Anak usia sekolah dasar berada pada tahapan operasi konkret. Pada rentang usia tersebut anak mulai menunjukkan perilaku belajar sebagai berikut:
1.      Mulai memandang dunia secara objektif, bergeser dari satu aspek situasi   ke aspek lain secara reflektif dan memandang unsur-unsur secara serentak.
2.     Mulai berpikir secara operasional
3.     Mempergunakan cara berpikir operasional untuk mengklasifikasikan benda-benda
4.     Membentuk dan mempergunakan keterhubungan aturan-aturan, prinsip ilmiah sederhana, dan mempergunakan hubungan sebab akibat
5.     Memahami konsep substansi, volume zat cair, panjang, lebar, luas, dan berat.

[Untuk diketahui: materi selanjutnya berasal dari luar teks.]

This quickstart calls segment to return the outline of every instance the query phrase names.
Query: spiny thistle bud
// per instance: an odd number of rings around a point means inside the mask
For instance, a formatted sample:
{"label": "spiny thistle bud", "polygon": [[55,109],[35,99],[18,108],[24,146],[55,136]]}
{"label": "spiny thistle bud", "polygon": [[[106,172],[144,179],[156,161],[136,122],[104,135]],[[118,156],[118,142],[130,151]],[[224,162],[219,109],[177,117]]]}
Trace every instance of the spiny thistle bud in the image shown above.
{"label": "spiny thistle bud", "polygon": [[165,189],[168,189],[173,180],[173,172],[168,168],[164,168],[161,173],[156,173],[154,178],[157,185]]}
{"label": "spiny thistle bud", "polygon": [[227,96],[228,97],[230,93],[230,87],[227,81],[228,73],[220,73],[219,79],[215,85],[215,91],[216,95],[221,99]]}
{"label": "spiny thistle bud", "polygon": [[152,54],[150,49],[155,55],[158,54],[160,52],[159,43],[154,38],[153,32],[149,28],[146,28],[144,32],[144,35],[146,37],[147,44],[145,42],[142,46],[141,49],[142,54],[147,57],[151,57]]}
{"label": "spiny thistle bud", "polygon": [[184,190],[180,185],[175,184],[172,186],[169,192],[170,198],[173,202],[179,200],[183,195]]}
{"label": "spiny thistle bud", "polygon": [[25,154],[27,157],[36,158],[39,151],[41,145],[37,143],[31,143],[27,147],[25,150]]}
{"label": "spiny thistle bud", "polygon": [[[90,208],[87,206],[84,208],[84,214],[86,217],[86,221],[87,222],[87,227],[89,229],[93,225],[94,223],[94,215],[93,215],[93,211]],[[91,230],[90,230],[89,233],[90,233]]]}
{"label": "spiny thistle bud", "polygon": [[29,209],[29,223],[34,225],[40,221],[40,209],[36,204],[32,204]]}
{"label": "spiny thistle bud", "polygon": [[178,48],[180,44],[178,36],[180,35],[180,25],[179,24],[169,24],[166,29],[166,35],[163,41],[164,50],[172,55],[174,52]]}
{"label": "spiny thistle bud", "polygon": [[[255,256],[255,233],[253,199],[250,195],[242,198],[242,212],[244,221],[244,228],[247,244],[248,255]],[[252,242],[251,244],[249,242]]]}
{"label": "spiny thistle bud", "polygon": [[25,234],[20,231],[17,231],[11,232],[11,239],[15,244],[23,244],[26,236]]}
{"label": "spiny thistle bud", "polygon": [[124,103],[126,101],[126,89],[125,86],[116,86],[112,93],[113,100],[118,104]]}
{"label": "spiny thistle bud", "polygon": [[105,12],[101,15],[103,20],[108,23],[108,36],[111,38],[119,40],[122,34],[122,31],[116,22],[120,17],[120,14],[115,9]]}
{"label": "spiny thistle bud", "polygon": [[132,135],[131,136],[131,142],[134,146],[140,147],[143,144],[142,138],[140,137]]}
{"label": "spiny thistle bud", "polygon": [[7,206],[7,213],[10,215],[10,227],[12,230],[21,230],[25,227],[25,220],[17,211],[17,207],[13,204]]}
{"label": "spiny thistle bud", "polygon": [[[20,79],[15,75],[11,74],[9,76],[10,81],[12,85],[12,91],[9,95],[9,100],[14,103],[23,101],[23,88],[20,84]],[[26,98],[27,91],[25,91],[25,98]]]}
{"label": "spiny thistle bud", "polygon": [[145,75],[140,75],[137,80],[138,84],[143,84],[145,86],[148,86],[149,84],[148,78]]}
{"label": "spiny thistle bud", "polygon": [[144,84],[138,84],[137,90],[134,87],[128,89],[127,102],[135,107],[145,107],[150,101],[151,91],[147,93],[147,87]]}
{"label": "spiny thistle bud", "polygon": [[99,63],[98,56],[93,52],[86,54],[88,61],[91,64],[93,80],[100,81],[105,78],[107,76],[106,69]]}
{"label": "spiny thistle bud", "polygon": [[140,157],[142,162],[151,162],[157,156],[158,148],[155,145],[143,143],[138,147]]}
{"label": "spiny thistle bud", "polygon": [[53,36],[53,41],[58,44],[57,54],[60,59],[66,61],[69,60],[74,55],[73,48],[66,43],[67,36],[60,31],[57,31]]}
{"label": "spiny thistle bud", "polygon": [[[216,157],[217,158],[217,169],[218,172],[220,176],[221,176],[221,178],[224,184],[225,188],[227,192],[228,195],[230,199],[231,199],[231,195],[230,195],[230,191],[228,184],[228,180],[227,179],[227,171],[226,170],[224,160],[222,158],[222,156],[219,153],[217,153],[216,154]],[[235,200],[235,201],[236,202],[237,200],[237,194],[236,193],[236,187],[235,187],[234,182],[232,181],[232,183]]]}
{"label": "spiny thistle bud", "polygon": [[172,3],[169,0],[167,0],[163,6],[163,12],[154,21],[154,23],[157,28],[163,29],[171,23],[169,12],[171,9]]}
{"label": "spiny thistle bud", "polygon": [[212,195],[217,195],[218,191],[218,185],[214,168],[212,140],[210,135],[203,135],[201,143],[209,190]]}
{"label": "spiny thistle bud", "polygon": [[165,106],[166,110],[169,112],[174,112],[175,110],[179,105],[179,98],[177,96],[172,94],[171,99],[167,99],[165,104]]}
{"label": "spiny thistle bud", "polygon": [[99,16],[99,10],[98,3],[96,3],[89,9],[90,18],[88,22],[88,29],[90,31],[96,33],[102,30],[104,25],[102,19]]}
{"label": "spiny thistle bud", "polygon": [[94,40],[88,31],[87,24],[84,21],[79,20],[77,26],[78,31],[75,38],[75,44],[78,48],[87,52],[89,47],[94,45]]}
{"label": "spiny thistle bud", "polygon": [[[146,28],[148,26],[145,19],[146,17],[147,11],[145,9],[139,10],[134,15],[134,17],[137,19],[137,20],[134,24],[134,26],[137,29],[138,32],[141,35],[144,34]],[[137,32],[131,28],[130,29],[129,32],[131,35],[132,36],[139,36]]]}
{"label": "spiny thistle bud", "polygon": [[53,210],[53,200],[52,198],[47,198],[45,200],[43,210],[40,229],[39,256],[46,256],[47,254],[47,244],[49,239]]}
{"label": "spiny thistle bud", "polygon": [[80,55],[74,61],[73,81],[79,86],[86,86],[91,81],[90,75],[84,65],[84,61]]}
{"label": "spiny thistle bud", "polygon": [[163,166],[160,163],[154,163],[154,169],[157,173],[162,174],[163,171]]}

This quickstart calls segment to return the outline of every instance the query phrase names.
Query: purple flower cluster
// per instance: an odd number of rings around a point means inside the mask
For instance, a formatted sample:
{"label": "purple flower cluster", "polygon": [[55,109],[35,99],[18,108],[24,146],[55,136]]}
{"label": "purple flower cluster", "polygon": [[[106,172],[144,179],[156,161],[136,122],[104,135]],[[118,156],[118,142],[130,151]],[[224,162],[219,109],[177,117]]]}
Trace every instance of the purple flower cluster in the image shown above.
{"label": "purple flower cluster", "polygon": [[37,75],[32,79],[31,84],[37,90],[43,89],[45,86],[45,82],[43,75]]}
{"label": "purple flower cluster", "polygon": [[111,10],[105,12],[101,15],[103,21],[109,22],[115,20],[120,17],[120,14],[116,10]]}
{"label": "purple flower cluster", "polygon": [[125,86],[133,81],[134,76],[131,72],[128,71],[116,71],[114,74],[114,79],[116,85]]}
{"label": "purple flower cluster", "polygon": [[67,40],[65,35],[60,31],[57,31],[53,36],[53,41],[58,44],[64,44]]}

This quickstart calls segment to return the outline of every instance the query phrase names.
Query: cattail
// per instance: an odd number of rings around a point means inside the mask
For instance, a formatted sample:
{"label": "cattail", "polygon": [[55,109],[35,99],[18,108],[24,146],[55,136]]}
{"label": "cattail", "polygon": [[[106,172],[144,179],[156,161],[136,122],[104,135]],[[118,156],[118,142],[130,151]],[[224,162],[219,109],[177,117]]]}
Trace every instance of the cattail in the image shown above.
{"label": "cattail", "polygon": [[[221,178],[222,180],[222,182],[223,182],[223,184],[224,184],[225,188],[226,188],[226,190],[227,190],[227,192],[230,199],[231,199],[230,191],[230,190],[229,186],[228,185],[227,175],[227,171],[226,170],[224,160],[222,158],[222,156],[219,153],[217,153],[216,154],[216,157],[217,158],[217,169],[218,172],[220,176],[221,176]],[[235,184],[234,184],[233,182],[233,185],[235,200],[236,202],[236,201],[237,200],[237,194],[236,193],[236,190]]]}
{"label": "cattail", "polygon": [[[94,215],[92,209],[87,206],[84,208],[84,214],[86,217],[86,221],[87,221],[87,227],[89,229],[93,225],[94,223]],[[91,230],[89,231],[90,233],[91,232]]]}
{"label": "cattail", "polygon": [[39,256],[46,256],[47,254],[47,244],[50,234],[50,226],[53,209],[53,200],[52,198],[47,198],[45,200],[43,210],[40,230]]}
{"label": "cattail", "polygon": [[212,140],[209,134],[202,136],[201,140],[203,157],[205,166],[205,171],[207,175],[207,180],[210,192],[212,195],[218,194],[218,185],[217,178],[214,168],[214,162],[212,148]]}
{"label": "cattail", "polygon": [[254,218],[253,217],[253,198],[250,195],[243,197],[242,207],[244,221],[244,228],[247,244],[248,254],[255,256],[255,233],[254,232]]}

Memperhatikan tahapan perkembangan berpikir tersebut, kecenderungan belajar anak usia sekolah dasar memiliki tiga ciri, yaitu:

1.   Konkrit 

Konkrit mengandung makna proses belajar beranjak dari hal-hal yang konkrit yakni yang dapat dilihat, didengar, dibaui, diraba, dan diotak atik, dengan titik penekanan pada pemanfaatan lingkungan sebagai sumber belajar.  Pemanfaatan lingkungan akan menghasilkan proses dan hasil belajar yang lebih bermakna dan bernilai, sebab siswa dihadapkan dengan peristiwa dan keadaan yang sebenarnya, keadaan yang alami, sehingga lebih nyata, lebih faktual, lebih bermakna, dan kebenarannya lebih dapat dipertanggungjawabkan.

2.   Integratif
Pada tahap usia sekolah dasar anak memandang sesuatu yang dipelajari sebagai suatu keutuhan, mereka belum mampu memilah-milah konsep dari berbagai disiplin ilmu, hal ini melukiskan cara berpikir anak yang deduktif yakni dari hal umum ke bagian demi bagian.

3.   Hierarkis
Pada tahapan usia sekolah dasar, cara anak belajar berkembang secara bertahap mulai dari hal-hal yang sederhana ke hal-hal yang lebih kompleks. Sehubungan dengan hal tersebut, maka perlu diperhatikan mengenai urutan logis, keterkaitan antar materi, dan cakupan keluasan serta kedalaman materi .
            Hal inilah yang menstimulasi banyak ahli untuk mendalami perkembangan Anak usia dini khususnya usia sekolah dasar awal. Berbeda dengan Hilary Clinton yang membutuhkan orang sekampung untuk menjadi guru yang akan mendidik satu orang anak , berbeda pula dengan Dr. Yuliani Nurani S. M.Pd dosen Pasca Sarjana UNJ yang mengibaratkan bahwa guru sebagai pendidik diibaratkan sebagai Lampu Lalu Lintas, yang terkadang memiliki otoritas untuk menghentikan lajunya ketika lampu merah, atau memperhatikan lajunya jika terjadi lampu kuning, dan memandu suatu perjalanan karena telah saatnya berjalan karena lampu telah hijau.
            Sebuah kesimpulan yang menarik, namun dibutuhkan analisa dan ilustrasi yang  mendalam untuk mengupas ilustrasi di atas.